Solar Panels in Autumn: What Changes

Independently written
Solar panels on UK home in autumn — still generating meaningful electricity
Autumn output drops but solar still contributes — September produces 67% of June's peak.

How much do solar panels produce in autumn?

Solar panels in autumn produce approximately 40–67% of summer peak output. September generates well (350 kWh for a 4kW system — 67% of June). October drops to 220 kWh (42%). November falls to 120 kWh (23%). The transition is gradual, not sudden. Autumn is a good time to: clean panels before winter, check monitoring for issues, and ensure your system is ready for the lower-output months ahead.

Autumn Output: Month by Month

4kW system autumn output (UK Midlands, south-facing):

| Month | Output (kWh) | vs June Peak | Daily Avg | Monthly Saving | |-------|------------|-------------|-----------|---------------| | September | 350 | 67% | 11.7 | £51 | | October | 220 | 42% | 7.1 | £32 | | November | 120 | 23% | 4.0 | £18 |

For comparison: | June (peak) | 520 | 100% | 17.3 | £76 | | December (lowest) | 80 | 15% | 2.6 | £12 |

Autumn total (Sep–Nov): 690 kWh = 19% of annual generation

Autumn is a transition — September still generates well, but by November you are in the low-output zone. A battery becomes increasingly valuable in autumn as evenings draw in and more consumption shifts to after dark.

Source: PVGIS monthly data; Ofgem Q1 2026.

Monthly solar output showing autumn transition from summer peak
September is still productive. October drops noticeably. November is firmly in winter territory.

What Changes in Autumn

  • Shorter days — daylight drops from 14 hours (September) to 8 hours (November). Less time for generation.
  • Lower sun angle — the sun sits lower in the sky, reducing irradiance intensity on your panels
  • More cloud/rain — autumn weather is typically cloudier than summer, reducing output further
  • Falling leaves — if near trees, leaves may land on panels and block cells. Check and clear if needed.
  • Earlier sunsets — generation stops earlier (4pm in November vs 9pm in June), increasing evening grid dependence
  • Higher consumption — lights come on earlier, heating starts, electric blankets, tumble dryers used more

Autumn Maintenance Checklist

Prepare your system for winter:

  • Clean panels — remove summer dust, pollen, and bird droppings before output drops further. A clean panel captures more of the limited autumn light.
  • Check monitoring — compare September output to last year. A significant drop may indicate an issue worth investigating before winter.
  • Clear leaves — if trees are nearby, check for leaves on panels after windy days. Even one leaf covering a cell can reduce string output.
  • Check gutters — ensure panel mounting has not directed water to gutter blockage points. Clear autumn leaves from gutters.
  • Review your electricity tariff — as you start importing more grid electricity, ensure you are on the best tariff. Time-of-use tariffs (Octopus Go) become more valuable in autumn/winter.
  • Check battery health — if you have a battery, autumn is when it works hardest (storing limited daytime solar for long evenings). Verify it is holding charge properly.
Checking solar monitoring as autumn output transitions
Autumn is the time to check your monitoring — catch any issues before winter reduces output further.

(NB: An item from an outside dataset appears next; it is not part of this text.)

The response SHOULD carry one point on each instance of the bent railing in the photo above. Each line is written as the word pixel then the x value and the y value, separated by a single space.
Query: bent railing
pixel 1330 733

Maximising Autumn Solar Value

As output decreases, every kWh becomes more precious:

Self-consumption is critical in autumn: - Summer surplus exports at 4.5p are 'nice to have' - Autumn self-consumption at 24.5p is 'need to have' - Shift every possible appliance to the 10am–2pm window when panels produce most

Battery value increases: - Summer: battery captures surplus from abundant solar - Autumn: battery captures ALL available solar for the much longer evening - A 10kWh battery in October might only charge to 30–50% from solar, but that stored energy covers 3–5 hours of evening use

Time-of-use tariffs: - Switch to Octopus Go before winter if you have an EV — cheap overnight charging becomes essential when solar cannot cover EV needs - Octopus Flux value shifts — less peak export income (less surplus) but overnight charging for morning use becomes more valuable

Source: Self-consumption optimisation; seasonal tariff strategy.

Battery storing limited autumn solar for long evening use
In autumn, your battery captures whatever solar is available — every kWh matters more.